"Le quai de Ouistreham" de Florence Aubenas

Par Lesalondeslettres @Salon_Lettres


La crise. On ne parlait que de ça, mais sans savoir réellement qu'en dire, ni comment en prendre la mesure. Tout donnait l'impression d'un monde en train de s'écrouler. Et pourtant, autour de nous les choses semblaient toujours à leur place. J'ai décidé de partir dans une ville française, où je n'ai aucune attache, pour chercher anonymement du travail... J'ai loué une chambre meublée. Je ne suis revenue chez moi que deux fois en coup de vent : j'avais trop à faire là-bas. J'ai conservé mon identité, mon nom, mes papiers et je me suis inscrite au chômage avec un baccalauréat pour seul bagage. Je suis devenue blonde. Je n'ai plus quitté mes lunettes. Je n'ai touché aucune allocation. Il était convenu que je m'arrêterais le jour où ma recherche aboutirait, c'est-à-dire celui om je décrocherai un CDI. Ce livre raconte ma quête qui a duré presque 6 mois.

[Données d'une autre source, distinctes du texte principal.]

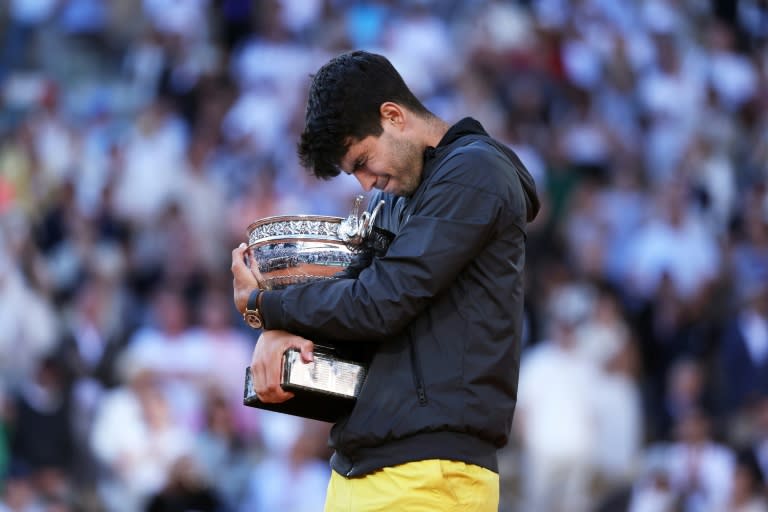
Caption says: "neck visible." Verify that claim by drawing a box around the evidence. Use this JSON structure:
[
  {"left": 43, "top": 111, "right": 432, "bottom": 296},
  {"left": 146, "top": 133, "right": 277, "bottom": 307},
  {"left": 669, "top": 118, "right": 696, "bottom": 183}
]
[
  {"left": 408, "top": 113, "right": 449, "bottom": 149},
  {"left": 423, "top": 115, "right": 450, "bottom": 148}
]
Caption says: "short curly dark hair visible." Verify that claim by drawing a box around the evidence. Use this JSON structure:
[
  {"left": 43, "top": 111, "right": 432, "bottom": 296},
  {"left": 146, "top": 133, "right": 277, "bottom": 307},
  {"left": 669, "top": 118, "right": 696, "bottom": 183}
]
[{"left": 297, "top": 50, "right": 429, "bottom": 179}]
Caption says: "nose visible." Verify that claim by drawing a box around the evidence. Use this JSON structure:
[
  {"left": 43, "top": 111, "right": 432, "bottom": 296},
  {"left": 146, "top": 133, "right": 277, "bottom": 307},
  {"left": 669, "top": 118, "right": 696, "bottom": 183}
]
[{"left": 353, "top": 170, "right": 376, "bottom": 192}]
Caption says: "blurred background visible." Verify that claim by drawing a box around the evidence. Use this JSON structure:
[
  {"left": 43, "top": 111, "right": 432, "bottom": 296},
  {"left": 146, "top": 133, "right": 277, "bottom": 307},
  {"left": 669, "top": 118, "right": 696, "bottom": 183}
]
[{"left": 0, "top": 0, "right": 767, "bottom": 511}]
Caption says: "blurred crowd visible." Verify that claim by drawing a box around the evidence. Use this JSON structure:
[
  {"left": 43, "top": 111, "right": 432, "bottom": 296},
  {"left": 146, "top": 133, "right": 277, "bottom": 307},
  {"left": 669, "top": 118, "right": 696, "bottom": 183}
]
[{"left": 0, "top": 0, "right": 767, "bottom": 511}]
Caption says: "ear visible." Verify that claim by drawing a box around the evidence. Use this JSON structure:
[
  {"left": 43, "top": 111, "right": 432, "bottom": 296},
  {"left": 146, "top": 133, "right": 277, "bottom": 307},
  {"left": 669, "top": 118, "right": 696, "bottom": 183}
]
[{"left": 380, "top": 102, "right": 405, "bottom": 129}]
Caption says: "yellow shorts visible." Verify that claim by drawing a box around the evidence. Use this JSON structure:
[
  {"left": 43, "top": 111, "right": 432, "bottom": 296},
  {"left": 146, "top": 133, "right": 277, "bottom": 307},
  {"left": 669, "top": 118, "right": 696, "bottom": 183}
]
[{"left": 324, "top": 459, "right": 499, "bottom": 512}]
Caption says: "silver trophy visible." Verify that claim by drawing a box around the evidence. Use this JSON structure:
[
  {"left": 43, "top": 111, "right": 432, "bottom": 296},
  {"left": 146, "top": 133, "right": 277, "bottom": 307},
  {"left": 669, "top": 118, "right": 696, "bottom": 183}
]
[{"left": 242, "top": 196, "right": 383, "bottom": 422}]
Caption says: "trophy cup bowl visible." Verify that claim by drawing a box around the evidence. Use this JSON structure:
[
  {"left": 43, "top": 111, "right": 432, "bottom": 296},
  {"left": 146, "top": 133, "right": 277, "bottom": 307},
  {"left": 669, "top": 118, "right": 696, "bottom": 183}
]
[
  {"left": 245, "top": 214, "right": 357, "bottom": 290},
  {"left": 242, "top": 197, "right": 382, "bottom": 423}
]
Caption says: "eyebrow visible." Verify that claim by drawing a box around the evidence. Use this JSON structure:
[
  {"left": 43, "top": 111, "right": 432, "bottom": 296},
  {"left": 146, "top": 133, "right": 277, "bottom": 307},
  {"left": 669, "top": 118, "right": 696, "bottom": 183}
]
[{"left": 338, "top": 153, "right": 364, "bottom": 175}]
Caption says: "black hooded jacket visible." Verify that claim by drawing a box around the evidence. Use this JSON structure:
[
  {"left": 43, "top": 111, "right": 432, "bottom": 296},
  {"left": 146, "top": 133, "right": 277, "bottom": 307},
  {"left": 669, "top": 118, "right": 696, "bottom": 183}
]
[{"left": 260, "top": 118, "right": 540, "bottom": 477}]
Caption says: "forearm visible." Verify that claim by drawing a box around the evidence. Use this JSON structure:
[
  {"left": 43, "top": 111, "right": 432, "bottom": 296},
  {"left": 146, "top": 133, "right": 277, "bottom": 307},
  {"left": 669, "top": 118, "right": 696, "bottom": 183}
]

J'ai choisi de lire ce livre pour deux raisons : parce que le journalisme m'intéresse mais aussi - et je dirai presque surtout - que comme Florence Aubenas j'ai exercé le métier d' agent d'entretien durant cet été. J'ai donc vécu la même "expérience" que Florence Aubenas, la seule différence entre elle et moi étant qu'elle est journaliste et que moi je souhaite le devenir. Pour autant, le métier d'agent d'entretien reste le même. C'est même amusant de voir que les sociétés de nettoyage - ou qu'elles soient - semblent adopter les mêmes codes : la lavette bleu pour nettoyer les miroir ou l'interdiction de toucher aux papiers sur les bureaux, etc. J'ai ainsi retrouvé beaucoup de choses vraies dans le récit, car je les ai moi-même vécues :

J'ai l'impression de passer mon temps à rouler, en pensant sans penser, la tête traversée par des combinaisons d'horaires, de trajets, de consignes. Se souvenir d'arrêter l'alarme en arrivant dans tel endroit, prendre la sortie sur la voie rapide pour aller dans tel autre, remettre les clés du local dans leur cachette, ne pas oublier de sortir la poubelle de la cafétéria.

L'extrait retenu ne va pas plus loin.